Comment 7 Shantanu 2024-10-09 04:53:24 UTC
There are certain words in the Marathi language where multiple autocorrect rules can be applied. The patch is functioning exceptionally well. Thank you for this outstanding contribution.

Version: 25.2.0.0.alpha0+ (X86_64) / LibreOffice Community
Build ID: 0fb23379e63071ec155cb6683c19212859e399b5
CPU threads: 1; OS: Windows 10 X86_64 (10.0 build 14393); UI render: Skia/Raster; VCL: win
Locale: en-US (en_US); UI: en-US
Calc: threaded
Comment 8 Theppitak Karoonboonyanan 2024-10-10 16:09:49 UTC
(In reply to Shantanu from comment #7)
> There are certain words in the Marathi language where multiple autocorrect
> rules can be applied. The patch is functioning exceptionally well. Thank you
> for this outstanding contribution.

Thank you for the feedback. I'm pleased to learn that.

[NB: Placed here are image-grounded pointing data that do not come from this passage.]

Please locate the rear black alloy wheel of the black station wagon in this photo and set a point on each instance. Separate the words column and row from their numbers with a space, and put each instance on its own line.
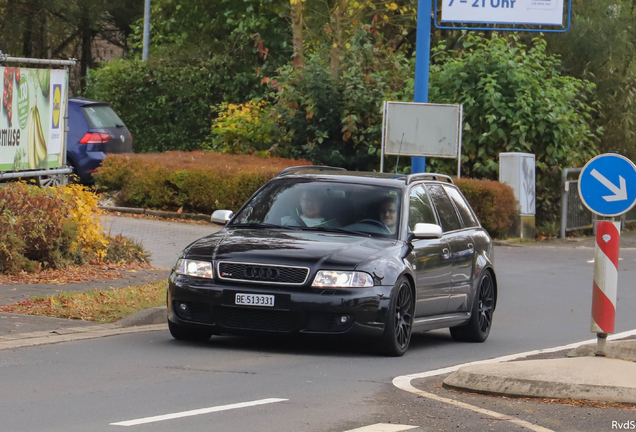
column 478, row 328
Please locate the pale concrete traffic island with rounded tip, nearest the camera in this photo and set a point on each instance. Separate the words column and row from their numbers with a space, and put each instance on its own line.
column 591, row 378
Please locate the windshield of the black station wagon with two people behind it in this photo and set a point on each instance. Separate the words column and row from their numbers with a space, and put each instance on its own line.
column 325, row 206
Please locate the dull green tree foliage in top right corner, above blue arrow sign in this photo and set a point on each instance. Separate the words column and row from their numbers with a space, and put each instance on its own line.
column 600, row 47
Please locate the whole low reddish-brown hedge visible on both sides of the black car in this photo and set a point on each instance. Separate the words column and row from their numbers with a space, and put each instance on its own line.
column 206, row 181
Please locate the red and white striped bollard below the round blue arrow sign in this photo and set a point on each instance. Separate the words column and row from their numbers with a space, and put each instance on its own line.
column 605, row 281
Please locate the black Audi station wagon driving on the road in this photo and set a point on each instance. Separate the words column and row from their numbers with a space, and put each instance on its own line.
column 321, row 250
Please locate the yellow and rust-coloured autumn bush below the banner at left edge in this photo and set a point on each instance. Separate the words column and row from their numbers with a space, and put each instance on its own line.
column 53, row 228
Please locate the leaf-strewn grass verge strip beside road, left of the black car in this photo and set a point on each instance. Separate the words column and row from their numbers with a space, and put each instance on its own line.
column 102, row 306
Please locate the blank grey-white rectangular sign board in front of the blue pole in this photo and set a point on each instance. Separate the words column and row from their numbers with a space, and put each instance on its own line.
column 421, row 129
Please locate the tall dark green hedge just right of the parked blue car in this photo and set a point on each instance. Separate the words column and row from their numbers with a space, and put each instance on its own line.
column 168, row 106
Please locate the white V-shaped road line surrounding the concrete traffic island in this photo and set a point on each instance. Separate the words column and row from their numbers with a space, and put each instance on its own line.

Comment 9 Shantanu 2024-10-25 03:59:52 UTC
For users of an older version of LibreOffice who wish to apply more than one autocorrect rule, simply use Tools - Autocorrect - Apply two or three times consecutively. Most users apply autocorrect only once, as they are likely unaware of this issue. 
However, while typing, only a single rule will be applied because, as noted in the initial post, "The current implementation stops immediately when the first pattern is matched." I appreciate this important enhancement to the autocorrect functionality.